Magic Mushrooms

Civilizations throughout our world have used psilocybin as far back as thousands of years ago.  One of them is located in Mazatec communities in Mexico and have used psilocybin mushrooms for time immemorial. Psychoactive mushroom cultivation began in the West in the 1980s, over two decades after Mazatec Wise One María Sabina first gave psilocybin mushrooms to amateur mycologist R. Gordon Wasson, as she was instructed to by a town authority. In Mazatec tradition, the mushrooms are used to heal the sick. Years later, ethnobotanists and activists Terence and Dennis McKenna concocted a method for cultivating psilocybin mushrooms at home.
 
Magic mushrooms (Psilocybe spp.) are considered to be the quintessential psychedelic along with LSD (lysergic acid diethylamide). These psychoactive fungi are still considered illegal in most parts of the world, but the laws are rapidly changing, and many countries are becoming more relaxed on the use of magic mushrooms.

Over the past three years, there have been dozens of clinical studies proving that magic mushrooms are both safe to consume and offer legitimate medical value.

Most countries still ban magic mushrooms, including the United States and Canada. However, several municipalities across North America have either legalized or decriminalized the use of magic mushrooms despite federal regulations.

For example, Vancouver, Canada, recently passed a bill that decriminalized all drugs — including magic mushrooms. Even before this, the Vancouver police department said they would not be actively targeting possession charges for personal amounts of magic mushrooms or LSD.

In the United States, municipalities including Washington DC, Ann Arbor, Michigan, Denver, Colorado, Oakland and Santa Cruz, California, and the state of Oregon have all decriminalized magic mushrooms.

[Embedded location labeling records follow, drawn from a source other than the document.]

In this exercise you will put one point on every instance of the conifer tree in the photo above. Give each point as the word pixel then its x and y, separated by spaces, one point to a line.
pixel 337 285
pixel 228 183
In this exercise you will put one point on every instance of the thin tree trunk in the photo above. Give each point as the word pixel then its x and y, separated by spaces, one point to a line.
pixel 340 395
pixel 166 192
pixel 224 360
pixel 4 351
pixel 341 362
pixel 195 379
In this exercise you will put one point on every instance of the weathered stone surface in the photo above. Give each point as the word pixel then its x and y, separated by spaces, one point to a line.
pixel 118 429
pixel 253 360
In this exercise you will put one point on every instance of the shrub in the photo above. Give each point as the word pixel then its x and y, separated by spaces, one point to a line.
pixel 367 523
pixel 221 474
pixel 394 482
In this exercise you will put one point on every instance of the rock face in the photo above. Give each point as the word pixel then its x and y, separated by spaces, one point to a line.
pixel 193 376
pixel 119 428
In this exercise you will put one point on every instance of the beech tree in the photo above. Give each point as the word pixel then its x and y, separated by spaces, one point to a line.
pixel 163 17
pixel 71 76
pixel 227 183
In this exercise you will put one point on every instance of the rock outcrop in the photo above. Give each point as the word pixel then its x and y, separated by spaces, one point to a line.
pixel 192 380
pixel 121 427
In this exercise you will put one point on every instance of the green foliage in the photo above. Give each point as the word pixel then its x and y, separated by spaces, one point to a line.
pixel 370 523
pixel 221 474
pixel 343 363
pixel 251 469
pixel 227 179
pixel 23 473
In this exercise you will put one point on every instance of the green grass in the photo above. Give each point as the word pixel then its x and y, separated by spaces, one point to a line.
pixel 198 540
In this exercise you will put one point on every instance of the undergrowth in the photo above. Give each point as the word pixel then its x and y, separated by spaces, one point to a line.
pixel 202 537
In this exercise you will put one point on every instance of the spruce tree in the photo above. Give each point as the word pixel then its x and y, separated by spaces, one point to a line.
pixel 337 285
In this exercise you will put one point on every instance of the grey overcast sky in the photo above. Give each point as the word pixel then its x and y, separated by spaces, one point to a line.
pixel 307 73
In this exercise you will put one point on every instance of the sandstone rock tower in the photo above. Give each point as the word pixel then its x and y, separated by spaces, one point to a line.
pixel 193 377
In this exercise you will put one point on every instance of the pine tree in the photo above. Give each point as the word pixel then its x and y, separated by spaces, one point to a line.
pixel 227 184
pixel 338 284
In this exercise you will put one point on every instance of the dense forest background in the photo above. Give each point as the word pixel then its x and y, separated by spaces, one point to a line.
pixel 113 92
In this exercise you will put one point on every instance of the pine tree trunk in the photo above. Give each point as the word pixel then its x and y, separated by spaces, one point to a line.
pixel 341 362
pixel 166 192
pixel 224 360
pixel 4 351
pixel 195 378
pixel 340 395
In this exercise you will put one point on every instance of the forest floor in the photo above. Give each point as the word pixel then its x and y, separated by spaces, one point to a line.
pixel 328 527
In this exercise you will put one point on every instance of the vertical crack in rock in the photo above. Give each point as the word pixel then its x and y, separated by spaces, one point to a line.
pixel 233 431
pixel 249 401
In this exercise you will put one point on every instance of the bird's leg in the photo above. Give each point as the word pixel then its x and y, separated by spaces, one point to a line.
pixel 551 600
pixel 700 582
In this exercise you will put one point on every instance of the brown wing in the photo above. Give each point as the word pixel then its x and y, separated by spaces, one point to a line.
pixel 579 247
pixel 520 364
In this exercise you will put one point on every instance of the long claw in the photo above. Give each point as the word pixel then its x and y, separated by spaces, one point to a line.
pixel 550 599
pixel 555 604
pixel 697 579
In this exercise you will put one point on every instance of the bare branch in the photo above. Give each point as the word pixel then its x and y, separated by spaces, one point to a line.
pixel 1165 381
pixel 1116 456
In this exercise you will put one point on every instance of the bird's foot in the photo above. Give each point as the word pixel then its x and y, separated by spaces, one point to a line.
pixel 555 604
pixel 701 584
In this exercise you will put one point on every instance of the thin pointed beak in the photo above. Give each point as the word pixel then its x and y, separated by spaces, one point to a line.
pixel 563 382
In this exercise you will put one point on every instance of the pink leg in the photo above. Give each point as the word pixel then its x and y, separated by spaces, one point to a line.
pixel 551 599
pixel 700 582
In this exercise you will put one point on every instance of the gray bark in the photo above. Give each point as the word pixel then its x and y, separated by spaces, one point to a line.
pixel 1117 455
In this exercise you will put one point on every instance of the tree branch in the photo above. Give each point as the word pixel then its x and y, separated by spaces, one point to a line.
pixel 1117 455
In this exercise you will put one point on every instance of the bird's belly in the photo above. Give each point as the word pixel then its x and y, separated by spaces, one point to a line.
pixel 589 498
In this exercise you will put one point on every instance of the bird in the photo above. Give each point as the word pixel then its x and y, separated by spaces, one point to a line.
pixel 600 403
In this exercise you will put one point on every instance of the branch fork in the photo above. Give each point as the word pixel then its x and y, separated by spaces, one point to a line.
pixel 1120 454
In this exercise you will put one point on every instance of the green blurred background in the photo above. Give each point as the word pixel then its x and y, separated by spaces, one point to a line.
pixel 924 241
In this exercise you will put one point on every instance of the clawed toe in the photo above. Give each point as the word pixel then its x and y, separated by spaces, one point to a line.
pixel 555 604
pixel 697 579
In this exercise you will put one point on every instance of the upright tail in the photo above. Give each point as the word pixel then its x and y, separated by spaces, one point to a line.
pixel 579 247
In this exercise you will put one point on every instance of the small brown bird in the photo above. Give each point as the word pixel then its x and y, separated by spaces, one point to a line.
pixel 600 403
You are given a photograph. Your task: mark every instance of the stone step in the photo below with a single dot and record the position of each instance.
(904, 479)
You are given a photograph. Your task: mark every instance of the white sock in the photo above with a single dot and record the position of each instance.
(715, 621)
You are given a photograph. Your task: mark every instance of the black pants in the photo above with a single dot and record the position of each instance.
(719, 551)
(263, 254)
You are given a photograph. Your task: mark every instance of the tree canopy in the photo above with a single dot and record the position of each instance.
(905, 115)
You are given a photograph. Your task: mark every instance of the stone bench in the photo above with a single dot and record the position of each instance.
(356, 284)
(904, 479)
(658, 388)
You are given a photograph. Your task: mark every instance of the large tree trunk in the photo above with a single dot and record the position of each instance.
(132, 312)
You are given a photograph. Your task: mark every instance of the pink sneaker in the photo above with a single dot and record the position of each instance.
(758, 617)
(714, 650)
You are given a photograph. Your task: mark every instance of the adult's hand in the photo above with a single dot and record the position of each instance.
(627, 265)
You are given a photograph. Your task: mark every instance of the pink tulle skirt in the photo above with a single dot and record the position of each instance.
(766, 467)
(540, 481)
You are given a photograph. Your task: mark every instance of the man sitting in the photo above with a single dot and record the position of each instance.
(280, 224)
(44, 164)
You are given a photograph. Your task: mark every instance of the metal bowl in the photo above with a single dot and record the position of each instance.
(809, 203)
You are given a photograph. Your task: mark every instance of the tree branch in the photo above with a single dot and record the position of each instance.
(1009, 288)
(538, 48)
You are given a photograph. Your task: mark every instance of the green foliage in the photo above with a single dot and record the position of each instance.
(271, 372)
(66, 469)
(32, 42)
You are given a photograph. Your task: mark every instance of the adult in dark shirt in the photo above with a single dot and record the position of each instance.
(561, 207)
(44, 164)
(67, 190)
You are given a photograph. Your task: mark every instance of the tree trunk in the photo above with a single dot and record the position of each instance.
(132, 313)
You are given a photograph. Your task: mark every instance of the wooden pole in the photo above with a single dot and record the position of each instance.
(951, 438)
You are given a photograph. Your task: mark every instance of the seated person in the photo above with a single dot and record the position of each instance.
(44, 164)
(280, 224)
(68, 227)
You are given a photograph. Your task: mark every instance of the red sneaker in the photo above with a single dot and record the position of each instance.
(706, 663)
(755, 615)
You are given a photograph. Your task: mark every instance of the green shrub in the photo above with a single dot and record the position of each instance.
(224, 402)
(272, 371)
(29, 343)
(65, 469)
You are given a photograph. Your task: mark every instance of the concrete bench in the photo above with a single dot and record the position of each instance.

Decriminalization isn’t the same as legalization, however. You won’t be able to buy these mushrooms legally, but it does mean you won’t receive a criminal charge if caught in possession of them.

Outside of North America, magic mushrooms have been decriminalized in Austria and the Bahamas — and legalized in Brazil, The British Virgin Islands, Jamaica, Nepal, The Netherlands, and Samoa.

In most parts of the world, magic mushroom spores are legal. People use these spores to then grow magic mushrooms at home — which is only legal where mushrooms are decriminalized.

The most common species of magic mushroom is Psilocybe cubensis but there are many other species found in the wild on all continents except Antarctica.